14A:10-11. Sale or other disposition of assets other than in regular course of business

654 words·~3 min read·/nj/title-14a/chapter-10/14a-10-11·

A research copy — for the controlling text, always check the official state or federal source. Not legal advice.

Sale or other disposition of assets other than in regular course of business.
(1)A sale, lease, exchange, or other disposition of all, or substantially all, the assets of a corporation, if not in the usual and regular course of its business as conducted by such corporation, may be made upon such terms and conditions and for such consideration, which may consist in whole or in part of money or property, real or personal, including shares, bonds, or other securities of any other corporation, domestic or foreign, as may be authorized in the following manner:
(a)The board shall recommend such sale, lease, exchange, or other disposition and direct that it be submitted to a vote at a meeting of shareholders.
(b)Written notice shall be given not less than 20 nor more than 60 days before such meeting to each shareholder of record, whether or not entitled to vote at such meeting, in the manner provided in this act for the giving of notice of meetings of shareholders. Such notice shall include, or shall be accompanied by
(i)a statement summarizing the principal terms of the proposed transaction; and
(ii)a statement informing shareholders who, under Chapter 11 of this act, are entitled to dissent, that they have the right to dissent and to be paid the fair value of their shares and outlining briefly, with particular reference to the time periods within which actions must be taken, the procedures set forth in Chapter 11 of this act with which they must comply in order to assert and enforce such right.
(c)At such meeting the shareholders may approve such sale, lease, exchange, or other disposition and may fix, or may authorize the board to fix, any or all of the terms and conditions thereof and the consideration to be received by the corporation therefor.
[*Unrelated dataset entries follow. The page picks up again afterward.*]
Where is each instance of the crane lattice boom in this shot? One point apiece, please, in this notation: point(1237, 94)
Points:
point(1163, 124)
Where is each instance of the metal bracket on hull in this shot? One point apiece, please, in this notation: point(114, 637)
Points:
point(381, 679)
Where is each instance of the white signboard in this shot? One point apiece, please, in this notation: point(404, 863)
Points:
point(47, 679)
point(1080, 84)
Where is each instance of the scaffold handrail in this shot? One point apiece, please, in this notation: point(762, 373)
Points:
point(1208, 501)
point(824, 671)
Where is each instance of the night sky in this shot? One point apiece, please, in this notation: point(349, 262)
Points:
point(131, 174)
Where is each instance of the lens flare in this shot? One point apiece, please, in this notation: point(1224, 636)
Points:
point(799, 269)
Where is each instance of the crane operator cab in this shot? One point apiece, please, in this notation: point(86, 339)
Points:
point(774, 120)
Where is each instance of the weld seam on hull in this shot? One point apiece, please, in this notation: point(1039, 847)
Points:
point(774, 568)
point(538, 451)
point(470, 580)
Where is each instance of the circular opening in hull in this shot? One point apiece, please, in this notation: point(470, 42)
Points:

Such sale, lease, exchange or other disposition shall be approved upon receiving the affirmative vote of a majority of the votes cast by the holders of shares entitled to vote thereon, and, in addition, if any class or series of shares is entitled to vote thereon as a class, the affirmative vote of a majority of the votes cast in each class vote; except that, in the case of a corporation organized prior to January 1, 1969, the sale, lease, exchange, or other disposition shall be approved upon receiving the affirmative vote of two-thirds of the votes so cast.
(d)Subject to the provisions of section 14A:5-12, a corporation organized prior to January 1, 1969, may adopt the majority voting requirements prescribed in paragraph 14A:10-11(1)(c) by an amendment of its certificate of incorporation adopted by the affirmative vote of two-thirds of the votes cast by the holders of shares entitled to vote thereon.
(2)Notwithstanding such approval or authorization by the shareholders, the board may abandon such sale, lease, exchange, or other disposition of assets, subject to the rights of third parties under any contracts relating thereto, without further action by the shareholders.
(3)The sale, lease, exchange, or other disposition of all, or substantially all, the assets of one or more subsidiaries of a corporation, if not in the usual and regular course of business as conducted by such subsidiary or subsidiaries, shall be treated as a disposition within the meaning of subsection 14A:10-11(1) if the subsidiary or subsidiaries constitute all, or substantially all, the assets of the corporation.
(4)Notwithstanding the provisions of subsection
(1)of this section, a parent corporation may, upon such terms and conditions and for such consideration as may be determined by its board, transfer any or all of its assets to any corporation, all of the outstanding shares of which are owned, directly or indirectly, by the parent corporation, and, unless the certificate of incorporation of the parent corporation otherwise requires, no approval or authorization by the shareholders of the parent corporation shall be required.
L.1968, c.350; amended 1973,c.366,s.58; 1988,c.94,s.61; 1995,c.279,s.16.